Аллард знал только один способ помочь. Перераспределить энергию так, чтобы оттянуть на себя ее большую часть. А это можно было сделать только одним путем.
Прижимая к себе безвольное тело Инги, он раз за разом пытался вдохнуть жизнь в ее помертвевшие губы. Глоток за глотком вталкивал в них воздух, мысленно умоляя Мироздание услышать его и дать еще один шанс.
Казалось, все было так просто! Похитить землянку, подменив ее клоном. Изменить ее тело, чтобы она могла выносить ему детей. Приручить, окружив заботой и научив новым правилам. Разве женщина не должна быть счастлива в окружении красивых вещей и вкусной пищи? Разве она не должна забыть прошлое, если в будущем ее ждет только покой и довольство?

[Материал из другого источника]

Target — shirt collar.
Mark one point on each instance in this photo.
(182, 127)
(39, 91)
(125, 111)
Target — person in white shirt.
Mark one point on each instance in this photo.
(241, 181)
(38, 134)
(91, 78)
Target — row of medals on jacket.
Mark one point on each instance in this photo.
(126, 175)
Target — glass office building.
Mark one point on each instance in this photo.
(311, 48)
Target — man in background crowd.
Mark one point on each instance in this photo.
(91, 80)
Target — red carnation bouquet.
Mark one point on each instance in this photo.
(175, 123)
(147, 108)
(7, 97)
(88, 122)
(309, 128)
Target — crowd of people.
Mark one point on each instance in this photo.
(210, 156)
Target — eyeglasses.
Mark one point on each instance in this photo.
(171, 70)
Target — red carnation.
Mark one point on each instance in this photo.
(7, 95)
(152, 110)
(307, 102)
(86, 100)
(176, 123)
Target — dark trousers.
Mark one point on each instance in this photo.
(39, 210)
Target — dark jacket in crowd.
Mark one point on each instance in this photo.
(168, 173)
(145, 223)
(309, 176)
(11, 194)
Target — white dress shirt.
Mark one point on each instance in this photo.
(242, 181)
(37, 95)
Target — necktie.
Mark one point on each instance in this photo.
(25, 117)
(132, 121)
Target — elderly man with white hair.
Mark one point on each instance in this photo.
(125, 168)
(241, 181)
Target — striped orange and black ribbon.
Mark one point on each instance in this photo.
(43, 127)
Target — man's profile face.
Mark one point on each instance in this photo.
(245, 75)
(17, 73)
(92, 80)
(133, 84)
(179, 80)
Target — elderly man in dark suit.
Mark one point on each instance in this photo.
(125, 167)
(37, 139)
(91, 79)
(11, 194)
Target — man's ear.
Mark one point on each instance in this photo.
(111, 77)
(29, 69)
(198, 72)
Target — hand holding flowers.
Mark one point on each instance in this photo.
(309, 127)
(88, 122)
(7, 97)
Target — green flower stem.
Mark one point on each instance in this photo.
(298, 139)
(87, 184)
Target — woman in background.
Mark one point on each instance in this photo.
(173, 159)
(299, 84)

Но где, в какой момент все пошло под откос? Где он допустил ошибку в своих расчетах?
Аллард не знал.
Он привык анализировать поступки и действия только с точки зрения логики, и вот теперь, впервые, его логика дала сбой. Впервые он не мог понять ни собственного поведения, ни собственных чувств. Не мог объяснить, чем руководствовался, принимая решения, и не мог предугадать их последствия.
Если бы Аллард знал наперед, что случится, как бы он поступил?
Он не знал ответа на этот вопрос.
Рассудок подсказывал: надо было остановиться еще в тот момент, когда он впервые увидел землянку. Ее похищение стало первой ступенькой к падению. Но что-то внутри него буквально кричало: «Моя! Не пущу! Не отдам!»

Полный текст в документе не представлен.